Barry Levinson Makes Eco-Horror –  “The idea behind “The Bay” began after Mr. Levinson was asked to direct a documentary about environmental crises facing Chesapeake Bay. After watching a 2009 “Frontline” broadcast on the topic he opted instead for a graphic fictional treatment. “I don’t know that we pay attention to facts anymore,” he said over lunch in New York recently…  “We have to breathe the air and drink water,” he continued. “If you take one of those common elements, or put something into those elements, and make it the enemy, it becomes terrifying.”

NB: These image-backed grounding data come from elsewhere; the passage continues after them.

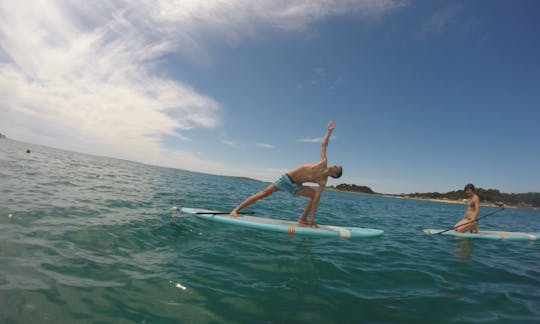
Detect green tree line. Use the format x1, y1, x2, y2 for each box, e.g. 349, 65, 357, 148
400, 188, 540, 208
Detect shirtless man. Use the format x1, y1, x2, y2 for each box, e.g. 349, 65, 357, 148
230, 121, 342, 226
454, 183, 480, 233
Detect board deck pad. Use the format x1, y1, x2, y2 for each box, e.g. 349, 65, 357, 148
180, 208, 383, 239
424, 229, 539, 241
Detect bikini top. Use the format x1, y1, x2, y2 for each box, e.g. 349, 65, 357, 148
468, 197, 476, 208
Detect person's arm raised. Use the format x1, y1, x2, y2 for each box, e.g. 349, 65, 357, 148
320, 121, 334, 161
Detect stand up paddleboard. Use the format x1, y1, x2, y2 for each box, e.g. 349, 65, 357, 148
424, 229, 539, 241
180, 208, 383, 239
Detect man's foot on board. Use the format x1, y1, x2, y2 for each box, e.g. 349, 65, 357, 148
298, 220, 318, 228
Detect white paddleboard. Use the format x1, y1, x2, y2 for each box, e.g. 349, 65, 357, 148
180, 207, 383, 239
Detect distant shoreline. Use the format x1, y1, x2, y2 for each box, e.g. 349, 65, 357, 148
388, 195, 540, 211
327, 188, 539, 211
389, 195, 522, 209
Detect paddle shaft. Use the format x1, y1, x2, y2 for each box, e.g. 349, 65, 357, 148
173, 212, 255, 219
195, 211, 255, 215
438, 207, 505, 235
171, 207, 255, 217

Climate Changing Methane Rapidly Destabilizing off East Coast – A changing Gulf Stream off the East Coast has destabilized frozen methane deposits trapped under nearly 4,000 square miles of seafloor, scientists reported Wednesday. And since methane is even more potent than carbon dioxide as a global warming gas, the researchers said, any large-scale release could have significant climate impacts.

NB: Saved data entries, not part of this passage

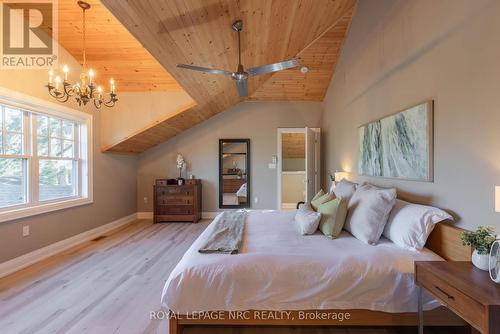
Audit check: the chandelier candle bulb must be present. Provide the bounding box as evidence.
[55,76,61,91]
[48,69,53,84]
[62,65,69,81]
[88,69,94,84]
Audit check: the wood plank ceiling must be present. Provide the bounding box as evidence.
[282,133,305,159]
[58,0,183,92]
[99,0,357,153]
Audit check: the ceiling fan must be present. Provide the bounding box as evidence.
[176,20,299,97]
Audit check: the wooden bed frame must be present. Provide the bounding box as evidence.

Sandy Storm Surge, is This What Climate Change Looks Like – Excellent graphics.

Vertical Farm in Singapore Produces a Ton of Food a Day – “The vertical farm, which has been developed by Sky Green Farms, consists of 120 aluminum towers, each extending up almost 30 feet in height. It can produce over 1,000 pounds of three kinds of vegetables per day, all of which are sold in the local FairPrice Finest supermarkets. However, they do cost a little more than imported vegetables.”

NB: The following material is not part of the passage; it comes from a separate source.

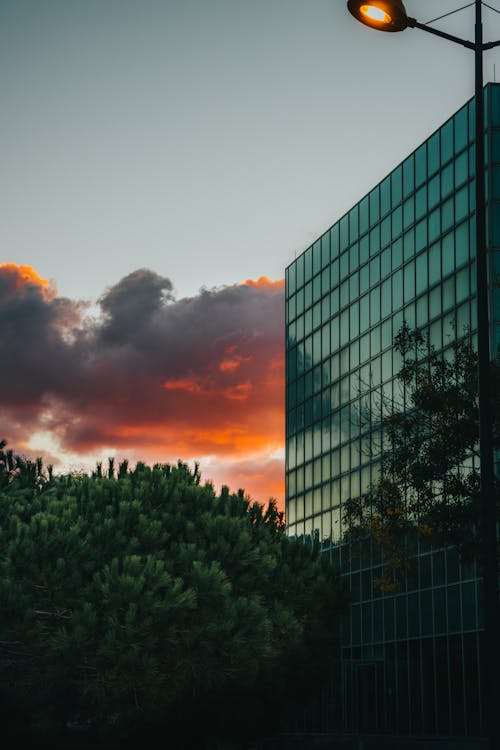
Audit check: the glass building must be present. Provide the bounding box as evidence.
[285,84,500,743]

Corn Mazes Help Cash Strapped Farmers – “All across the country, small farmers have figured out the same formula. The hundreds of corn mazes that rise up each autumn can be more lucrative than agriculture itself.”

US Corn Moves Upside Down – “Processors and ethanol producers in No. 2 corn state Illinois, where the average corn yield was the lowest in nearly 25 years, are “importing” millions of bushels of the grain – an unprecedented volume – from North Dakota, which produced a record crop this year, trade sources said. Northern corn is even reaching key livestock states such as Texas and Oklahoma.”

Oxen’s Possible Slaughter Prompts Fight in Vermont –  “Just past the village here is the farm at Green Mountain College, where chickens roam free and solar panels heat a greenhouse. The idea of sustainability runs so deep that instead of machines fueled by diesel, a pair of working oxen have tilled the fields for the better part of a decade, a rare evocation of a New England agricultural tradition. Their names are Bill and Lou, and by the end of the month, they are to be slaughtered and turned into hamburger meat for the dining hall.”

Axolotl’s Endangered –  “Aztec legend has it that the first axolotl, the feathery-gilled salamander that once swarmed through the ancient lakes of this city, was a god who changed form to elude sacrifice.  But what remains of its habitat today — a polluted network of canals choked with hungry fish imported from another continent — may prove to be an inescapable threat.”